One of the purposes of sentiment analysis is to judge the emotions of people. It is a fantastic technique to texture the feelings of people. Machine learning is getting advanced in this field. Now with the blessing of SA, you can examine whether people are happy or frustrated about a specific thing. They are angry or sad. For this purpose, lists of words and emotions they transfer are used. These lists are known as lexicon. These are complex algorithms through which you can easily justify the progress of a product.

Pros and Cons Of Sentiment Analysis:

Sentiment analysis has its advantages and disadvantages. Both have their own value in analyzing the things for taking them along.

Benefits Of Sentiment Analysis:

Sentiment analysis helps you out to analyze the customers’ feedback in a quick and effective way. A person can’t read hundreds and thousands of feedbacks given by the customers. Sentiment analysis makes things easy.

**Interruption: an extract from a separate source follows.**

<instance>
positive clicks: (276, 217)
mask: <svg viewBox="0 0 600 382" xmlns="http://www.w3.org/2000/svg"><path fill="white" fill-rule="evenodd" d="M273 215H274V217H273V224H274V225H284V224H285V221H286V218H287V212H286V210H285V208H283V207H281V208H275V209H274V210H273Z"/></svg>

You can chunk down the feedbacks in segments. These ways, you can get the idea about customer’s view regarding your business. You can automate the process to drill down and focus on different segments.

Disadvantages Of Sentiment Analyses:

Although sentiment analysis is beneficial regarding customers’ feedback, still it has some inefficiencies. Sentiment analysis is not the complete replacement of feedbacks. There are certain points mentioned by the customers. Sentiment analysis cannot replace the necessity of a complete feedback where customer points out significant aspects. You need to focus on certain points. Sentiment analysis can then further help you to know which comments you should read.

Conclusion:

Sentiment analysis is a great way to have the idea about customers’ views for your business. You can bring significant changes and advantageous aspects into your business by knowing about customers’ experiences and demands.